- Born: Abeline Elisabeth Lindemann August 23, 1879 Nordhastedt, Schleswig-Holstein, Germany
- Died: August 15, 1960 (aged 80) Itzehoe, Schleswig-Holstein, Germany
- Other names: Elisabeth Hablik-Lindemann, Elisabeth Hablik, Lisbeth Hablik-Lindemann
- Spouse: Wenzel Hablik (m. 1917)

= Elisabeth Lindemann =

German weaver, textile designer and photographer

Elisabeth Lindemann, also known as Elisabeth Hablik-Lindemann (1879–1960), was a German weaver, textile designer and photographer. She has been credited with creating the first modern jacquard technique. She brought traditional weaving techniques closer to contemporary tastes by modifying colors and patterns. She has been considered by experts as the "mother of hand weaving".

== Biography ==
Elisabeth Lindemann was born on August 23, 1879, in Nordhastedt in Schleswig-Holstein, Germany. From 1897 to 1900, she studied fabric and textile design in Dresden under the siblings Gertrude and Erich Kleinhempel. In 1902, she spent three months in Stockholm learning the traditions of Swedish textiles at the Handarbetes Vänner Weaving School.

By May 1902, Lindemann was leading the Meldorf Museum Weaving Workshop, (Meldorfer Museumsweberei), in Meldorf and four years later she created the first modern jacquard textile technique. She maintained her role at the Meldorf Museum Weaving Workshop until 1907.

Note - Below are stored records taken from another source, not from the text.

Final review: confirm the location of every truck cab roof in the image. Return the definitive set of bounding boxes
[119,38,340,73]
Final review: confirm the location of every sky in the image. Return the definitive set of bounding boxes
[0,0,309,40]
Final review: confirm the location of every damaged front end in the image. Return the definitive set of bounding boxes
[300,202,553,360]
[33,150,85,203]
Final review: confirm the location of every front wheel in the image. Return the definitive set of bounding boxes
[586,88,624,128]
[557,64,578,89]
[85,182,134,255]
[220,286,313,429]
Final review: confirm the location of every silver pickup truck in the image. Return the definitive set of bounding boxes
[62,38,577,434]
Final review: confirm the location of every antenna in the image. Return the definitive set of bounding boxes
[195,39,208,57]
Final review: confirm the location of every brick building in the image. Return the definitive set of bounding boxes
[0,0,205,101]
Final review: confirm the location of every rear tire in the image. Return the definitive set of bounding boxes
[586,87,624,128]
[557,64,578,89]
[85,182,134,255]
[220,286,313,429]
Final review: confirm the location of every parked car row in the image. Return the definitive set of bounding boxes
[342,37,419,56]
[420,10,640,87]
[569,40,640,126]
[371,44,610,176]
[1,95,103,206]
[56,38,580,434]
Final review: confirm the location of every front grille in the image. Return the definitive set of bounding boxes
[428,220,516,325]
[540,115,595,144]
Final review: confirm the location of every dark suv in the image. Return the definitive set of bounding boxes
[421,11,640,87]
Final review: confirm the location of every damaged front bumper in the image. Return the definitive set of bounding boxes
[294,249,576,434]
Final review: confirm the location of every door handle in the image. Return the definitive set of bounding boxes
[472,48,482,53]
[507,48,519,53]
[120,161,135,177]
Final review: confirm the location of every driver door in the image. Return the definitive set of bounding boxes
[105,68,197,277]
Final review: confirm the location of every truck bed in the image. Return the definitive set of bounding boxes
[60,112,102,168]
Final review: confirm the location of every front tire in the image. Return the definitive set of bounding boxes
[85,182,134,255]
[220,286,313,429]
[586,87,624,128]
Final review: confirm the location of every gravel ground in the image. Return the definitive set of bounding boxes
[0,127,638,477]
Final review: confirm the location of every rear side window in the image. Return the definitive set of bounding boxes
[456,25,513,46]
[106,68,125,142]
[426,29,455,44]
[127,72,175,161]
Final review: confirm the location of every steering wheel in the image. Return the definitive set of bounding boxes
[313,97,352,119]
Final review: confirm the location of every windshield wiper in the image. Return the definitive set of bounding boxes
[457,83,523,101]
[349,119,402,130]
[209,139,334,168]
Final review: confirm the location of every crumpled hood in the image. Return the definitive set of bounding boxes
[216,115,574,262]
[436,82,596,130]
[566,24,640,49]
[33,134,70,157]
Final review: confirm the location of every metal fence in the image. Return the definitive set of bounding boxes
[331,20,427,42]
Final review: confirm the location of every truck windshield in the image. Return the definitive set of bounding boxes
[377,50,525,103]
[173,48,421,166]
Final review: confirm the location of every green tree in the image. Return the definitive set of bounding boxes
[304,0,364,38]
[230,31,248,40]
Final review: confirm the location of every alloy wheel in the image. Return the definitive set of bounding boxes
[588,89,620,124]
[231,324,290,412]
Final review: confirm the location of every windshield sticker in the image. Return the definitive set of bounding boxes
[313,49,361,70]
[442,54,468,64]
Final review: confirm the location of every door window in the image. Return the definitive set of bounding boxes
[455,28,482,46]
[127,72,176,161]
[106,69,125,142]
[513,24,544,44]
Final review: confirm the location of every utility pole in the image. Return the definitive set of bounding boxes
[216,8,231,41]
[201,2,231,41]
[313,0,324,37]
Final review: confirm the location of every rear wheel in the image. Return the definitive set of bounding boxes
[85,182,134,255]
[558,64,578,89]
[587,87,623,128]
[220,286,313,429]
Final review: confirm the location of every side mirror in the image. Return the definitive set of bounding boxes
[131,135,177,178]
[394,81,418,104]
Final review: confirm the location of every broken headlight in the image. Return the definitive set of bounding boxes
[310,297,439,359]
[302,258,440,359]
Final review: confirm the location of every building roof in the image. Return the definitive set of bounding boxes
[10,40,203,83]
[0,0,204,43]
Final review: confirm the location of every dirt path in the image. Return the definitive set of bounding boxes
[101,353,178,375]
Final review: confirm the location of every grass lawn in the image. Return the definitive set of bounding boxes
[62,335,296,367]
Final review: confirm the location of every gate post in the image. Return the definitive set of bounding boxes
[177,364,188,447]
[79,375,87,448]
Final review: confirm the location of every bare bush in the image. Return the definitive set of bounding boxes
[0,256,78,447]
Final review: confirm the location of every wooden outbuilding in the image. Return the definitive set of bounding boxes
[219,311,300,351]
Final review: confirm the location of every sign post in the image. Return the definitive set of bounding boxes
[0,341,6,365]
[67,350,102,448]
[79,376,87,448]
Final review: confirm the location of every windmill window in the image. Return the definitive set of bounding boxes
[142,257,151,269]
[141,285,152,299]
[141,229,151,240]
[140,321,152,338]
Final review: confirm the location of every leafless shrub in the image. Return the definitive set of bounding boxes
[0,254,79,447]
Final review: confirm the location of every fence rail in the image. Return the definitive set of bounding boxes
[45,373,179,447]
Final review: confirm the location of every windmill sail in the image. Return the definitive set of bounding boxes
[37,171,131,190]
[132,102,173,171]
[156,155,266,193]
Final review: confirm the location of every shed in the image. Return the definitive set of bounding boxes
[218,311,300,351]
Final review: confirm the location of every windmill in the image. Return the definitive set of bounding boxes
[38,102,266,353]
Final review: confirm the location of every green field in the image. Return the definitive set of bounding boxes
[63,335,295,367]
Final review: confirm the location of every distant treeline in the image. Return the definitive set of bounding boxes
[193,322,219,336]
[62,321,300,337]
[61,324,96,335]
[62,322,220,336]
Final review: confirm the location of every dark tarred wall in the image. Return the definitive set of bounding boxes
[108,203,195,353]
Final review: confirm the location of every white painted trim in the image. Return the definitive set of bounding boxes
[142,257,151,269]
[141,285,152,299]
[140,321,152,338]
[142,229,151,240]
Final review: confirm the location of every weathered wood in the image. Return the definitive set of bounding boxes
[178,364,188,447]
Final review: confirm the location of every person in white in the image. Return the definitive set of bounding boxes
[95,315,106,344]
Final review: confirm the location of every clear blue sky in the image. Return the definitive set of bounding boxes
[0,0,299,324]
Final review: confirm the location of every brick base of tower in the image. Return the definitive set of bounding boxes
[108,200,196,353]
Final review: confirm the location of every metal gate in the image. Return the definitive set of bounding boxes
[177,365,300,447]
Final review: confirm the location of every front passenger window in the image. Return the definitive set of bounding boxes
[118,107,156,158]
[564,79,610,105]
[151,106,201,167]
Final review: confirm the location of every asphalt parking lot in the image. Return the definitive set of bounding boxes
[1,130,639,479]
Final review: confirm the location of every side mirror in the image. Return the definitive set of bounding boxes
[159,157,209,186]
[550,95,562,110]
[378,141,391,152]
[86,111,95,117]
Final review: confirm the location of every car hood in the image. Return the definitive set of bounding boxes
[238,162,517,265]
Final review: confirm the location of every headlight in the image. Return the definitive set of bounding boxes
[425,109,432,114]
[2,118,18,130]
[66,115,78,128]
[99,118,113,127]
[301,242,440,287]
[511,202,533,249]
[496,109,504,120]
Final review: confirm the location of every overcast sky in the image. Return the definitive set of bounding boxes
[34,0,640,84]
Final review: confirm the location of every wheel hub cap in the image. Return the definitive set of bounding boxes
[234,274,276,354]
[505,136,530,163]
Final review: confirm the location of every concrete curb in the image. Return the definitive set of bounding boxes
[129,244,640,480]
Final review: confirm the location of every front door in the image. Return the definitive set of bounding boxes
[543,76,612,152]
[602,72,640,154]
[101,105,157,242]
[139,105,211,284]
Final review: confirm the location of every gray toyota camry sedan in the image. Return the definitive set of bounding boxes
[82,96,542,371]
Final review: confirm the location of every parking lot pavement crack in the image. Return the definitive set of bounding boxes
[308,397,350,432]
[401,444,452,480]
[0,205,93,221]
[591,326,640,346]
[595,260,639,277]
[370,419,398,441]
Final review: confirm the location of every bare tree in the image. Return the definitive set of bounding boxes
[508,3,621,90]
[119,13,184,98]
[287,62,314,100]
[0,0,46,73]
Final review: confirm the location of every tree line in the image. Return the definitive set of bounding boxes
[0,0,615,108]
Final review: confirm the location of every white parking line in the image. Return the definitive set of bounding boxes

In 1917, she married Wenzel Hablik, and together they moved to the town of Itzehoe to open a craft workshop.

She was awarded the Officer's Cross of the Order of Merit of the Federal Republic of Germany for her work.

Lindemann died on August 15, 1960, in Itzehoe. After her death, her daughter moved the weaving studio to Pondicherry, India, and continued to produce designs by Elisabeth Lindemann as Hablik Handicraft.